Hydrogen, oxygen, chlorine, sodium, and iron are examples of elements. Elements cannot be resolved into simpler substances by ordinary heat, light, electricity, or attack by other substances. To say that elements can never be broken down would not be accurate, but breaking them down takes millions of times more energy than can be applied by ordinary means. It requires either special equipment, such as a particle accelerator, or temperatures like those in the interior of the sun. An element can therefore be defined as a substance that cannot be broken down into simpler substances by ordinary means.
Ninety elements are known to occur in nature, and 22 more have been made artificially. Out of this limited number of elements, all the millions of known substances are made.
Abbreviating the names of the elements is often convenient. For each element, a symbol has been chosen that consists of one or two letters. The symbols are derived from the names of the elements; for example, H stands for hydrogen, He for helium, C for carbon, and so on. The abbreviations are not always derived from the English names, however. The symbol Fe for iron comes from the Latin ferrum, and W for tungsten comes from the German wolfram. These symbols are internationally recognized and are used even by people whose native languages do not use the Roman alphabet, such as Russian and Japanese.


B . Compounds

Water Molecule
H - O-H

Water is an example of a compound. A water molecule consists of an oxygen atom and two hydrogen atoms.
Salt, water, iron rust, and rubber are examples of compounds. A compound is made up of elements, but it looks and behaves quite differently, as a rule, from any of its component elements. Iron rust, for example, does not look and feel like its components: oxygen gas and iron metal. Some synthetic fabrics, with fibers made from coal, air, and water, do not feel at all like any of the components that make them up. This individuality of properties, as well as other qualities, distinguishes a compound from a simple mixture of the elements it contains. Another important characteristic of a compound is that the weight of each element in the compound always has a fixed, definite ratio to the weight of the other elements in the compound. For example, water always breaks down into 2.016 parts of hydrogen by weight to 16.000 parts of oxygen by weight, which is a ratio of about 1 to 8, regardless of whether the water came from the Mississippi River or the ice of Antarctica. In other words, a compound has a definite, invariable composition, always containing the same elements in the same proportions by weight; this is the law of definite proportions.

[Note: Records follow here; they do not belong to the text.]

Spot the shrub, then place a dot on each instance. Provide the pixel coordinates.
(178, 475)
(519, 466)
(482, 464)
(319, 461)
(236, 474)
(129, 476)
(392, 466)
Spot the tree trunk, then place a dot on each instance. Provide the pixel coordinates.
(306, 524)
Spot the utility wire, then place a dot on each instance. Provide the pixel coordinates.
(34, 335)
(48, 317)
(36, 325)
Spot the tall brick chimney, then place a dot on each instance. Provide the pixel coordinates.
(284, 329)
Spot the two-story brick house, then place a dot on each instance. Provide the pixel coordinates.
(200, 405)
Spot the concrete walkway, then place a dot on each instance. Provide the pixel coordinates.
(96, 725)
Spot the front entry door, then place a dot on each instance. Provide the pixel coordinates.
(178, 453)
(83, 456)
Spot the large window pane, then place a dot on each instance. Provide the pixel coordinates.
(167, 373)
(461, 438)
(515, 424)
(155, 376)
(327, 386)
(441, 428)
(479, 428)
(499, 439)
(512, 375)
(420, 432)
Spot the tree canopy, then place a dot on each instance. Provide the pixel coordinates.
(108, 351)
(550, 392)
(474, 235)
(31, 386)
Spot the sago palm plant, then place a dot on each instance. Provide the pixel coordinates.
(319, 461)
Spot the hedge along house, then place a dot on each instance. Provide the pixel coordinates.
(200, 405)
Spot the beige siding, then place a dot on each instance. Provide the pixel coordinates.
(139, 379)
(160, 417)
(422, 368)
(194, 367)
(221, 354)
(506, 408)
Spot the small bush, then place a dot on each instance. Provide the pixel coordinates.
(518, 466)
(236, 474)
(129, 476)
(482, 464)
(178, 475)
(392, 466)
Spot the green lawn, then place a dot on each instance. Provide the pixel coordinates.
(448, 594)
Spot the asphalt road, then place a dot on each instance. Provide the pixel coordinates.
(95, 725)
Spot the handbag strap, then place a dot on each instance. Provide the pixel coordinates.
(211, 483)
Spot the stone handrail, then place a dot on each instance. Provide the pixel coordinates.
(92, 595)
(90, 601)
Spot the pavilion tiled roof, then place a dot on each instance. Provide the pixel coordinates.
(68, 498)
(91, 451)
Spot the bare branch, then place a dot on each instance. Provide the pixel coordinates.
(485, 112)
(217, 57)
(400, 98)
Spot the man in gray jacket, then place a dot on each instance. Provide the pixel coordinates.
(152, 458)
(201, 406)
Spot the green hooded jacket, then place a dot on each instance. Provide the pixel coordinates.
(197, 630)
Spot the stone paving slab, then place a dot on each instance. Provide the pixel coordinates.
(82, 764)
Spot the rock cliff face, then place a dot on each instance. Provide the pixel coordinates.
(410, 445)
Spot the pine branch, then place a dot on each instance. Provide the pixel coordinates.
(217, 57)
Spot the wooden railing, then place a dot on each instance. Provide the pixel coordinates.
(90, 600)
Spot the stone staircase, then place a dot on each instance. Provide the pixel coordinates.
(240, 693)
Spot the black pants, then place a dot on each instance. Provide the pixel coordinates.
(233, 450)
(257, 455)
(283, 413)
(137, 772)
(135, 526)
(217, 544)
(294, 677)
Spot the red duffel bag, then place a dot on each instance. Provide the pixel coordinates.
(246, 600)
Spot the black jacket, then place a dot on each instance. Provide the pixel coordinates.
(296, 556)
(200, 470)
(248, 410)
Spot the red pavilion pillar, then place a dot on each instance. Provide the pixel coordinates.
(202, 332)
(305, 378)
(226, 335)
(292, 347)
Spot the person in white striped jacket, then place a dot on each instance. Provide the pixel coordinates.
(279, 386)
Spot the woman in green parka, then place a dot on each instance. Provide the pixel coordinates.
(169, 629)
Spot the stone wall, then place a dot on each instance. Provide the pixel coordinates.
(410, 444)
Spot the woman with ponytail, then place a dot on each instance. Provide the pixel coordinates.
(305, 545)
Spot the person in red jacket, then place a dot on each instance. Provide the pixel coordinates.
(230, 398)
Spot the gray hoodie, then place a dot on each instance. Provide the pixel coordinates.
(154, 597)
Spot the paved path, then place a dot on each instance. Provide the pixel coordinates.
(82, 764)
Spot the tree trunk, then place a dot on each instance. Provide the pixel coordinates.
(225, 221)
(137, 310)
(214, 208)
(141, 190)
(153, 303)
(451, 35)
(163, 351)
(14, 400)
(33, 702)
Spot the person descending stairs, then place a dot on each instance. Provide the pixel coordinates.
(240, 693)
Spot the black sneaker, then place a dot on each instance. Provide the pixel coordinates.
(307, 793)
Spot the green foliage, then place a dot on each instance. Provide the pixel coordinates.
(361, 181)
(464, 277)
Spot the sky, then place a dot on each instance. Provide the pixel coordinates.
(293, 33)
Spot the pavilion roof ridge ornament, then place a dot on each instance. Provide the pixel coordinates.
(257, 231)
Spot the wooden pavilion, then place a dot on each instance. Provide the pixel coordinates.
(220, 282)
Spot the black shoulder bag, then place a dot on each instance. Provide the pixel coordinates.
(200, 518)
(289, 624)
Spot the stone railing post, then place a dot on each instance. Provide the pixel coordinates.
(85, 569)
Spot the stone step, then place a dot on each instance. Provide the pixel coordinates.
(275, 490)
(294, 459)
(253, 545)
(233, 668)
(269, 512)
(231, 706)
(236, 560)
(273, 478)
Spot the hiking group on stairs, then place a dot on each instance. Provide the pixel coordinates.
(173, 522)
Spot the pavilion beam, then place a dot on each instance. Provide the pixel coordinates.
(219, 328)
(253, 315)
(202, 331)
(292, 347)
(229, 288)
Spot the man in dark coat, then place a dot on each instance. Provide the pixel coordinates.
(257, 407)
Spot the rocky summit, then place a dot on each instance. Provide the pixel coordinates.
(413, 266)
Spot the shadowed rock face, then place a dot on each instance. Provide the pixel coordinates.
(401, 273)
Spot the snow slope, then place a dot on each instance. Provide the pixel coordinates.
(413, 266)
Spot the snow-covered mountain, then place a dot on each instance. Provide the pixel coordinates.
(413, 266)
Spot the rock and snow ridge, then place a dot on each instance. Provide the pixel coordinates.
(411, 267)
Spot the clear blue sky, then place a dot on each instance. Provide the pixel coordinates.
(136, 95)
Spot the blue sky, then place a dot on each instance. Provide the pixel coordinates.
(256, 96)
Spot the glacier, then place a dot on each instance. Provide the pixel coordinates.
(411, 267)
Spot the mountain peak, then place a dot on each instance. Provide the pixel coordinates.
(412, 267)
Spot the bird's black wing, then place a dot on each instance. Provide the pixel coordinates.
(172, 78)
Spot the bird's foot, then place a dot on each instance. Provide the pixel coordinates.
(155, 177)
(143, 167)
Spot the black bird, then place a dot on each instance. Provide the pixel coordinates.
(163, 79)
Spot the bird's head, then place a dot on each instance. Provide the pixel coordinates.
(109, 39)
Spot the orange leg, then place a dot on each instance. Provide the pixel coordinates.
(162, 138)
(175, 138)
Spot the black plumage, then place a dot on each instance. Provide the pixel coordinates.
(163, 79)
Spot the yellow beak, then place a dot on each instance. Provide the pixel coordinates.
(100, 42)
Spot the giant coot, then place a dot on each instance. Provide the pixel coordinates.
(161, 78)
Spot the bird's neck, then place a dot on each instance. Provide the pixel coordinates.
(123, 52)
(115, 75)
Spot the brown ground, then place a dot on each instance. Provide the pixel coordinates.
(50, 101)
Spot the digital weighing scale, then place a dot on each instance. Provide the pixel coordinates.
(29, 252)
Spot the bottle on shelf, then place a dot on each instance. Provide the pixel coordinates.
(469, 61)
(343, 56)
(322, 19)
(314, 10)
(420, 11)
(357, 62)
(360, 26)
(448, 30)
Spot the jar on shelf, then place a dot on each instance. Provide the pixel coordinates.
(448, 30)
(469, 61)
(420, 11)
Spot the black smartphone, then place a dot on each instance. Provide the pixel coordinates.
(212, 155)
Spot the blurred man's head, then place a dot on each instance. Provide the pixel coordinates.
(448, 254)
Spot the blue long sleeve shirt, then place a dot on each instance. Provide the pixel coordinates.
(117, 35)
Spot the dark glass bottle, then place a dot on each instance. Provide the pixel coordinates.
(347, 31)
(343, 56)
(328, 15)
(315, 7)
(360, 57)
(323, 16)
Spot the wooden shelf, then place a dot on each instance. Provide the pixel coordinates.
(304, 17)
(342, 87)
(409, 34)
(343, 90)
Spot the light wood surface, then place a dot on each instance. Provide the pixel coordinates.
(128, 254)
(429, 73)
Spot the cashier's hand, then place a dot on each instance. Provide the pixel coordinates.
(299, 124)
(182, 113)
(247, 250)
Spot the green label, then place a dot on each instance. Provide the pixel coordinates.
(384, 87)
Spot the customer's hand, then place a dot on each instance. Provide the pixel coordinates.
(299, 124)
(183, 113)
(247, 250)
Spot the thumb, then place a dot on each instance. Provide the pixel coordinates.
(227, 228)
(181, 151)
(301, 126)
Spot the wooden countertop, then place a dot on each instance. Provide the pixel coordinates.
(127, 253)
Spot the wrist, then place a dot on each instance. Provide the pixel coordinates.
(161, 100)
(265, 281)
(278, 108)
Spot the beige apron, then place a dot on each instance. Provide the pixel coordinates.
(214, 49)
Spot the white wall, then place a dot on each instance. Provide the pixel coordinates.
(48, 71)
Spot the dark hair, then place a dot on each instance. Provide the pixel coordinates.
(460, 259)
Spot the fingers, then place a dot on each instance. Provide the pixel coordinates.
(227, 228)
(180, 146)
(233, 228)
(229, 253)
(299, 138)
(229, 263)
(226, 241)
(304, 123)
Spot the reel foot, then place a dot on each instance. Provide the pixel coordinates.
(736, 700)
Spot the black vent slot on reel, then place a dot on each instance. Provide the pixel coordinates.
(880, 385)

Many elements combine in more than one ratio, giving different compounds. In addition to forming water, hydrogen and oxygen also form hydrogen peroxide. Hydrogen peroxide has 2.016 parts of hydrogen to 32 parts of oxygen; that is, 1.008 parts of hydrogen to 16 parts of oxygen. Water, as stated above, has 2.016 parts of hydrogen to 16 parts of oxygen. The figure 2.016 is twice 1.008. This example illustrates the law of multiple proportions: When two elements combine to form more than one compound, the element whose mass varies combines with a fixed mass of the second element weights in a simple whole-number ratio such as 2:1, 3:1, or 3:2.